MySQL Load data infile -- double quotes in a double quoted value as "a "double" quoted value"


I have a csv file with millions of rows. Here is the command I am using to load data

load data local infile 'myfile' into table test.mytable
fields terminated by ',' optionally enclosed by '"'
lines terminated by '\n' ignore 1 lines

This caters almost everything except some of the lines where there are double quotes inside a double quoted string. as in

"first column",second column,"third column has "double quotes" inside", fourth column

It truncates the third column and give me warning as this row does not contain data for all columns.

Appreciate your help


Solution

  • The CSV is broken.
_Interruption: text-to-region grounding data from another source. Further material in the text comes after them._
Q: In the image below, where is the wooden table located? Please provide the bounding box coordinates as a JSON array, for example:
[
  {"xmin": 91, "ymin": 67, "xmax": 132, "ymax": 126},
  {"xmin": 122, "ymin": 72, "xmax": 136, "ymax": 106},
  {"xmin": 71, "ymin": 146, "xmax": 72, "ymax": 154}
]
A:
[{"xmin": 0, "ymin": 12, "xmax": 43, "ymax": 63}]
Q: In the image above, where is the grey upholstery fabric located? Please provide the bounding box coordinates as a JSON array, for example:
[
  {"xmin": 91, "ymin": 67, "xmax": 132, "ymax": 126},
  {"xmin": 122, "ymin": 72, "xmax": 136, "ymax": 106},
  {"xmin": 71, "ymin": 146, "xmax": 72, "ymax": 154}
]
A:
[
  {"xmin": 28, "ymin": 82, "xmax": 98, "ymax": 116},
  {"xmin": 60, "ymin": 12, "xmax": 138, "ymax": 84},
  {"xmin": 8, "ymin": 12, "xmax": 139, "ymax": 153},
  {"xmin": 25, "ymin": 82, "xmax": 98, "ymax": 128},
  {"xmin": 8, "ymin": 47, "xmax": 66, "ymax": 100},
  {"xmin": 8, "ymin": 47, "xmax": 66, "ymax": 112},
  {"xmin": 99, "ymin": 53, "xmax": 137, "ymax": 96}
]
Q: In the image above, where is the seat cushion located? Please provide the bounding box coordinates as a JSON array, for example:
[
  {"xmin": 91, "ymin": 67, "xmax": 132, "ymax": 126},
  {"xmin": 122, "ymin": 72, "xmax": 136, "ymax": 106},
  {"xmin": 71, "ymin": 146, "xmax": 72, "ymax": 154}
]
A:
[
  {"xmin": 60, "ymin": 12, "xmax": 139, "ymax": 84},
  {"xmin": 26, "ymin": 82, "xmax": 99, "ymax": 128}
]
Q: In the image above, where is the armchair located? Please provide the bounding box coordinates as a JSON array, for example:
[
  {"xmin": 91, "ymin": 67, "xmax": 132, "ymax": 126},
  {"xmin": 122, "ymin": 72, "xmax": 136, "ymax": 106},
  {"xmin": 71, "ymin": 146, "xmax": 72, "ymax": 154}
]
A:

There is no way MySQL or any program can import it. The double quotes needed to be escaped if inside a column.

    You might fix the CSV with a script. If the quotes doesn't have a comma in front or behind it, it's probably part of the text and should be escaped.

    The following regular expression will do a negative lookbehind and lookahead to find quotes that don't have a quote right in front or behind it.

    /(?<!^)(?<!,)(\s*)"(\s*)(?!,)(?!$)/
    

    See it on regex101


    On the command like you can run

    perl -pe 's/(?<!,)(?<!^)(\s*)"(\s*)(?!,)(?!$)/\1\\"\2/g' data.csv > data-fixed.csv
    

    Note that this method isn't fool proof. If there is a double quote that does have a comma behind it but is part of the text, there is little you can do to fix the CSV. In that case, the script simply has no way of knowing if it's a column delimiter or not.